I'm trying to produce movement on a unit circle from one point to another in equal increments, but I'm having trouble doing this without the use of angles (which isn't an option).
Given 2 points on a unit circle, a from position and a to position, how do I interpolate between the two positions given an amount to interpolate by t?
i.e.:
from = [0,1]
to = [1,0]
t = .25 (A quarter way between from and to on the perimeter of the unit circle)
Unfortunately, I don't think linear interpolation projected on the unit circle would work:
Is there a way to interpolate on the perimeter of the circle as shown here?
R, A, and B are segments of the circle's perimeter. |R| = |A| and |R| * 2 = |B|.
Best Answer
The interpolation you want is a linear interpolation of the angle (which is identical to the arclength for the unit circle): $$ \phi = \phi_a (1-t)+\phi_b t $$ which could involve segments of length more than $\pi$. If the shortest path is wanted, one needs to modify the above.

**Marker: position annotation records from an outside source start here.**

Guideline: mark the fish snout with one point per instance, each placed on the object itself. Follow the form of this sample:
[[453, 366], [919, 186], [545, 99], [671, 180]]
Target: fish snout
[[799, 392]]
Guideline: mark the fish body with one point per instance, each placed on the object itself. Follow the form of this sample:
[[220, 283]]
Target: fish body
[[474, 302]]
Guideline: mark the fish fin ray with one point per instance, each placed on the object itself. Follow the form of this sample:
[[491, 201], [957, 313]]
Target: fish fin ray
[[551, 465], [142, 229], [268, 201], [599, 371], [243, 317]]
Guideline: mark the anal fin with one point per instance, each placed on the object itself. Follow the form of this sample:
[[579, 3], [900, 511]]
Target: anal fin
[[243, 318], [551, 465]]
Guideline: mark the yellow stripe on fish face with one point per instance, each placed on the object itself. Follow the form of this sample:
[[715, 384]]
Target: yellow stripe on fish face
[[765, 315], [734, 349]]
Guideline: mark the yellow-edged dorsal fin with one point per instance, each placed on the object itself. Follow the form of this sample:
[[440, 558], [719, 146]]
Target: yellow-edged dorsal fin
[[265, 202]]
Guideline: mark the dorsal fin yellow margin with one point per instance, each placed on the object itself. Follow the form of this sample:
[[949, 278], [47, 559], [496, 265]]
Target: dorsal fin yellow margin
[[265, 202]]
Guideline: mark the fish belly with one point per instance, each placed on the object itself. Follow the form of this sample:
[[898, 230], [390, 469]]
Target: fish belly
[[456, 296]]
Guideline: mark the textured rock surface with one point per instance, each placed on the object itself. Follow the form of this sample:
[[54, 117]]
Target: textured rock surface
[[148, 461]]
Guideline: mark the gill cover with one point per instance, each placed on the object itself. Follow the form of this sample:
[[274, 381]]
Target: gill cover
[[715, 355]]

The problem is that you would need to calculate:
$\phi_a$ and $\phi_b$ from $(x_a, y_a)$ and $(x_b, y_b)$, and then
$(x, y)$ from $\phi$
The first is calculated via $\arctan(x)$ the second via $\cos(x)$ and $\sin(x)$ or one of them replaced by the square root function.
So your real problem is to approximate the above functions.
If you have restrictions on using trigonometric functions and their inverses, then you probably have more restrictions (maybe even no floating point arithmethic). We would need more information on them, to give useful advice. E.g. using symmetry and a lookup table for $\cos$ for the first $1/8$th of the circle might fail due to having not much memory etc.
Another approach would be to approximate the circle by a polygon:
Assign each line segment a parameter interval $[t_i, t_{i+}]$. So first step would be to look at $t$ and determine which interval applies e.g. $[t_3, t_4] = [0.75,1.00]$ and then do the interpolation on that segment.
This would only need in advance calculation and storage of the segement end points, e.g. $5$ points for the image above with $4$ segments. If you use symmetry only about half of the points are needed.